Кажется, я застонал. Я знаю, что был покрыт потом и дрожал с головы до ног, как после смертельной схватки; я зарылся головой в руки, ожидая, что Гэнхумара отстранится от меня с отвращением или горькой насмешкой.

Вместо этого она спокойно, но так, будто что-то сжимало ей горло, сказала:

— Это не должно было быть так, правда?

— Да, — сказал я. — Это не должно было быть так.

Я сильнее вжал лицо в руки, и перед моими глазами закружились в темноте маленькие разноцветные светящиеся облачка. Я услышал свой собственный голос, глухо доносящийся сквозь кольцо рук:

— Несколько дней назад я наблюдал за одним из твоих петухов.
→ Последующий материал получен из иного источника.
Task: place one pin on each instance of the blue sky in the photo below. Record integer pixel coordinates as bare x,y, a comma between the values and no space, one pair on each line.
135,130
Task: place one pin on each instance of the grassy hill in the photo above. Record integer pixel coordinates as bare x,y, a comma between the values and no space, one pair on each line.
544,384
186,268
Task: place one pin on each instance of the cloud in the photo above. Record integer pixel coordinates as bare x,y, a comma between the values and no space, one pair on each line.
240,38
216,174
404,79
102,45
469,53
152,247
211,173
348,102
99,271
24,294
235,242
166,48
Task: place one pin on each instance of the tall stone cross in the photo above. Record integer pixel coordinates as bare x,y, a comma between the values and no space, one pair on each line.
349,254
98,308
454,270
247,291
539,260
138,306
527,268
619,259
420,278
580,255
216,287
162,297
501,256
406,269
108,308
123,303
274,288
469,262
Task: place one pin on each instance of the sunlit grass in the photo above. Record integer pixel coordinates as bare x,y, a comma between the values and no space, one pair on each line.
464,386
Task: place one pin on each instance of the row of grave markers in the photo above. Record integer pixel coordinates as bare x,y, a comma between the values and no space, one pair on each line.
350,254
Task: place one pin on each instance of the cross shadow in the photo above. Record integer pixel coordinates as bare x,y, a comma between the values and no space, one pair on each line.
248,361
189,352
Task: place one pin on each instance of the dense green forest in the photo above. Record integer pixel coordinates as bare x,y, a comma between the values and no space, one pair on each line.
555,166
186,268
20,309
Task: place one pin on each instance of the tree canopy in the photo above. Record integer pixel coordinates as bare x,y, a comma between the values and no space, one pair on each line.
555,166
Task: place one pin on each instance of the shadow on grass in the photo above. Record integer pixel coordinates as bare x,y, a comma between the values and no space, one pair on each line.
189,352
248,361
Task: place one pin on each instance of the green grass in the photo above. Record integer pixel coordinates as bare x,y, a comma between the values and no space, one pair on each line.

Он был привязан среди своих кур, но та, которую он хотел, была вне его досягаемости, и каждый раз, когда он пытался вскочить на нее, веревка останавливала его в самый последний момент, и он падал в грязь до тех пор, пока его перья не оказались вымазанными и перепачканными. Да смилостивится надо мной Бог, сначала я думал, что это смешно.

Наступила долгая тишина, потом Гэнхумара спросила:

— Это всегда было так?

— Неужели ты думаешь, что, если бы это было так, я взял бы тебя в жены и в приданое за тобой — целое войско? Я не был с женщиной десять лет. Я не знал.

Снова тишина; трепетавшее пламя угасло, и я слышал снаружи мягкий шелест дождя; сквозь открытый дверной проем доносился слабый запах влажной теплой земли. И за всем этим я слышал тишину заброшенного замка.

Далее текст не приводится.